Data

class glue.core.data.Data(label='', coords=None, **kwargs)[source]

Bases: glue.core.data.BaseCartesianData

The basic data container in Glue.

The data object stores data as a collection of Component objects. Each component stored in a dataset must have the same shape.

Catalog data sets are stored such that each column is a distinct 1-dimensional Component.

There are several ways to extract the actual numerical data stored in a Data object:

data = Data(x=[1, 2, 3], label='data')
xid = data.id['x']

data[xid]
data.get_component(xid).data
data['x']  # if 'x' is a unique component name

Likewise, datasets support fancy indexing:

data[xid, 0:2]
data[xid, [True, False, True]]

See also: Working with Data objects

Parameters
labelstr

The name of the dataset

coordsCoordinates

The coordinates object to use to define world coordinates

Attributes Summary

components

All ComponentIDs in the Data

coordinate_components

The ComponentIDs associated with a CoordinateComponent

coordinate_links

A list of the ComponentLinks that connect pixel and world.

coords

The coordinates object for the data.

derived_components

The ComponentIDs for each DerivedComponent

derived_links

A list of the links present inside all of the DerivedComponent objects in this dataset.

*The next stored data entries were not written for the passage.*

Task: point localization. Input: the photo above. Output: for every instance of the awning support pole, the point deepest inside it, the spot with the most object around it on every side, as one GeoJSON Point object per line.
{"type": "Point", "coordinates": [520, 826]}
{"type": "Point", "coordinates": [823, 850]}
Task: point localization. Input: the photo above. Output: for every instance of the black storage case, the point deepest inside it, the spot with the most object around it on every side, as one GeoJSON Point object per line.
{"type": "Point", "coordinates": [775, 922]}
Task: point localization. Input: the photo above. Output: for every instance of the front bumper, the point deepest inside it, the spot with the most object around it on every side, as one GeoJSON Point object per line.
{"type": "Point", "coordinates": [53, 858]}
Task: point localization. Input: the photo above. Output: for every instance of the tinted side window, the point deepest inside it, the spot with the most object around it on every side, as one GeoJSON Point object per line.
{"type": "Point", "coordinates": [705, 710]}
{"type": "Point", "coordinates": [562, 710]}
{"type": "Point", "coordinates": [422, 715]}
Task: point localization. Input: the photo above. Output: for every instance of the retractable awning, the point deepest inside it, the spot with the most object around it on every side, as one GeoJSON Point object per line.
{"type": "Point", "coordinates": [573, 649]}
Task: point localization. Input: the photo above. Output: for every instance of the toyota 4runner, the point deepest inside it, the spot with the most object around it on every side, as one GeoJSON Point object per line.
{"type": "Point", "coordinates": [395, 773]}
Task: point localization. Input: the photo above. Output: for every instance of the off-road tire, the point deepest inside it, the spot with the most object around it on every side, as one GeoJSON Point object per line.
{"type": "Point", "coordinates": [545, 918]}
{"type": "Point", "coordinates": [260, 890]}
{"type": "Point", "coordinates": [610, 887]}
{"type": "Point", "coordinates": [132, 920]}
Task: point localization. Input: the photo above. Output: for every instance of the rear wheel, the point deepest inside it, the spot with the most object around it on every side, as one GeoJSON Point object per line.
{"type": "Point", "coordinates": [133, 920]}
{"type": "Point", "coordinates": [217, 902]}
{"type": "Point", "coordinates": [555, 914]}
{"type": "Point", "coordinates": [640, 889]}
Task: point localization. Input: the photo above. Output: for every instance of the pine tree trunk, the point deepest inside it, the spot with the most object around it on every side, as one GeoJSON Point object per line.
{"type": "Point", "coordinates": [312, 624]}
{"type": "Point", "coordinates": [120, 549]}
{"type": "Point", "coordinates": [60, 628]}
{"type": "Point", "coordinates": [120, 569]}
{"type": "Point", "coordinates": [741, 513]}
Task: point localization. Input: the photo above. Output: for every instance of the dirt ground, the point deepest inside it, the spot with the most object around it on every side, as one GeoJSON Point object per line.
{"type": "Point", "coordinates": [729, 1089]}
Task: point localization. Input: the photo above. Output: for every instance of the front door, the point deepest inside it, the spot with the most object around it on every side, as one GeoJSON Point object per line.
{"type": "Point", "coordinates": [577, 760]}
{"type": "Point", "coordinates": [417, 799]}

externally_derivable_components

label

The name of the dataset

links

A list of all the links internal to the dataset.

main_components

ndim

The number of dimensions of the data, as an integer.

pixel_aligned_data

Information about other datasets in the same data collection that have matching or a subset of pixel component IDs.

pixel_component_ids

The ComponentIDs for each pixel coordinate.

primary_components

The ComponentIDs not associated with a DerivedComponent

shape

The n-dimensional shape of the dataset, as a tuple.

size

The size of the data (the product of the shape dimensions), as an integer.

visible_components

All ComponentIDs in the Data that aren’t coordinates.

world_component_ids

The ComponentIDs for each world coordinate.

Methods Summary

add_component(self, component, label)

Add a new component to this data set.

add_component_link(self, link[, label])

Shortcut method for generating a new DerivedComponent from a ComponentLink object, and adding it to a data set.

component_ids(self)

Equivalent to Data.components

compute_histogram(self, cids[, weights, …])

Compute an n-dimensional histogram with regularly spaced bins.

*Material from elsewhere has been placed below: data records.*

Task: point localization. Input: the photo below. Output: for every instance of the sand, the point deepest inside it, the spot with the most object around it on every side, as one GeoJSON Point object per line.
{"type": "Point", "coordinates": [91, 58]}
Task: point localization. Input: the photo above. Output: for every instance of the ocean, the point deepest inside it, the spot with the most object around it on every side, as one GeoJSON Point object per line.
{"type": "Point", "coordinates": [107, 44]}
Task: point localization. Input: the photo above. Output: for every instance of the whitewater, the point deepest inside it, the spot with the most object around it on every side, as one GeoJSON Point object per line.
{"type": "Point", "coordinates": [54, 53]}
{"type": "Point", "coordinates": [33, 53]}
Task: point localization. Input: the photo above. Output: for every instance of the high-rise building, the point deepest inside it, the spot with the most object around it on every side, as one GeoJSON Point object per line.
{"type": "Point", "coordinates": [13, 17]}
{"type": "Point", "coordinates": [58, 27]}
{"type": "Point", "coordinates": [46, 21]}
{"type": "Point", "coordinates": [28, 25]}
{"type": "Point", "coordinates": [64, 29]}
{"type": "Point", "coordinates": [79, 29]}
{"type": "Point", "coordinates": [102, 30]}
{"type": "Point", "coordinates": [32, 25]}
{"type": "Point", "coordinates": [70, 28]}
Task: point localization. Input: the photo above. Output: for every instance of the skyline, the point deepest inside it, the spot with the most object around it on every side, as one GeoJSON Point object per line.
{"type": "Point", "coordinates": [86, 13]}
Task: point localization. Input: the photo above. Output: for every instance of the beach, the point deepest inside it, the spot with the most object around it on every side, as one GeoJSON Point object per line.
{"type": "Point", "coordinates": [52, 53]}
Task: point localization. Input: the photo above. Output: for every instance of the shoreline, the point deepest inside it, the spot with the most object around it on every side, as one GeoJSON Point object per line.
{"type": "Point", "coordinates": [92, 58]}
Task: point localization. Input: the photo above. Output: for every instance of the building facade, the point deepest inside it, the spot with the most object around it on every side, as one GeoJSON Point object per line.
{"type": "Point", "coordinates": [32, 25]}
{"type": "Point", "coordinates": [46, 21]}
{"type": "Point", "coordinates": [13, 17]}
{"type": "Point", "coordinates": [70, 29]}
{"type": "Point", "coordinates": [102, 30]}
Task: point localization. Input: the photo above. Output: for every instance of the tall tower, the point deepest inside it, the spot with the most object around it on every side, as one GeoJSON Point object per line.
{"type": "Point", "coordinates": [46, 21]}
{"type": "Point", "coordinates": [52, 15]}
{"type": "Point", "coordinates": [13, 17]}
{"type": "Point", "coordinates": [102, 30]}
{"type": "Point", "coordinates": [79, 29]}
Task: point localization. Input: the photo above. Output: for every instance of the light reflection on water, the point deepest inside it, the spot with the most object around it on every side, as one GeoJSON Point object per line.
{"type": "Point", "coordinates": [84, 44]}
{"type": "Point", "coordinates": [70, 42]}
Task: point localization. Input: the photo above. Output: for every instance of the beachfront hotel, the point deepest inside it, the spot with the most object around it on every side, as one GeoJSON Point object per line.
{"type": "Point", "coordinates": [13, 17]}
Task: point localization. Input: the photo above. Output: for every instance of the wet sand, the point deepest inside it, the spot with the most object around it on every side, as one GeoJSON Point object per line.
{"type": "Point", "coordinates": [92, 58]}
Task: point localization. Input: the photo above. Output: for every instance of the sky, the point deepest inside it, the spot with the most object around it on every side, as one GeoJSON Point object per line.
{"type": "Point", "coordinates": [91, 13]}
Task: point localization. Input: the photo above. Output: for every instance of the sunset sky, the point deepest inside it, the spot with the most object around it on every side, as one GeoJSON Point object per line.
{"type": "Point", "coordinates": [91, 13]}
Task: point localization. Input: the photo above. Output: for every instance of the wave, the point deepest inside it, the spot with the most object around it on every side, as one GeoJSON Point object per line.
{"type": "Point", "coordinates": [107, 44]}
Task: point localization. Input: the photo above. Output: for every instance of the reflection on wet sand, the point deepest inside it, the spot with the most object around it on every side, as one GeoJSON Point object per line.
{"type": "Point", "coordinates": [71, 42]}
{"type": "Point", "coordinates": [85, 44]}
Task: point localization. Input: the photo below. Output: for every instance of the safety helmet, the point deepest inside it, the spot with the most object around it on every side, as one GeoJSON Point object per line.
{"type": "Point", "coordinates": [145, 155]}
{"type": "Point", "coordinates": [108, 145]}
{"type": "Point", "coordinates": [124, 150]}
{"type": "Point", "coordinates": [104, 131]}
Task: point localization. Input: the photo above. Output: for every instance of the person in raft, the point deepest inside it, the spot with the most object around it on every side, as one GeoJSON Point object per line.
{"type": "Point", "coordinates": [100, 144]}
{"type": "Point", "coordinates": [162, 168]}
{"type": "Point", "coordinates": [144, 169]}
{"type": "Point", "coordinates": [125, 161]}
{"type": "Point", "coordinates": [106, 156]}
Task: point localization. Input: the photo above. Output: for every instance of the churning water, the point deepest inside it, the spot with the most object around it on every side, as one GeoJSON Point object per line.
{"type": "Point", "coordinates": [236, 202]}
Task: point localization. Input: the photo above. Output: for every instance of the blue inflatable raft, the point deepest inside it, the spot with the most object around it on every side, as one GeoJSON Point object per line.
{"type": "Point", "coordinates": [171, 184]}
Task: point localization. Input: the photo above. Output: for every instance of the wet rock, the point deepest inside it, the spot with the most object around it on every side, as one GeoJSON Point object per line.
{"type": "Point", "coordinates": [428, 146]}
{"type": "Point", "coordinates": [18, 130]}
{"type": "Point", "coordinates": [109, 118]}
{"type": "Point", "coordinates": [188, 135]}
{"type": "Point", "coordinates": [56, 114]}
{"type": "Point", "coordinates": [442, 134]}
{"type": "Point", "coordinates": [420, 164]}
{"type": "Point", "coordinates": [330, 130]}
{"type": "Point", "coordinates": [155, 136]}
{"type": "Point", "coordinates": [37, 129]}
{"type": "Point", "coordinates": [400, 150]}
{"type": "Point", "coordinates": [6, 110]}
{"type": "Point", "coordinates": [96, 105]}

compute_statistic(self, statistic, cid[, …])

Compute a statistic for the data.

dtype(self, cid)

Lookup the dtype for the data associated with a ComponentID

find_component_id(self, label)

Retrieve component_ids associated by label name.

get_component(self, component_id)

Fetch the component corresponding to component_id.

get_data(self, cid[, view])

Get the data values for a given component

get_kind(self, cid)

Get the kind of data for a given component.

get_mask(self, subset_state[, view])

Get a boolean mask for a given subset state.

join_on_key(self, other, cid, cid_other)

Create an element mapping to another dataset, by joining on values of ComponentIDs in both datasets.

remove_component(self, component_id)

Remove a component from a data set

reorder_components(self, component_ids)

Reorder the components using a list of component IDs.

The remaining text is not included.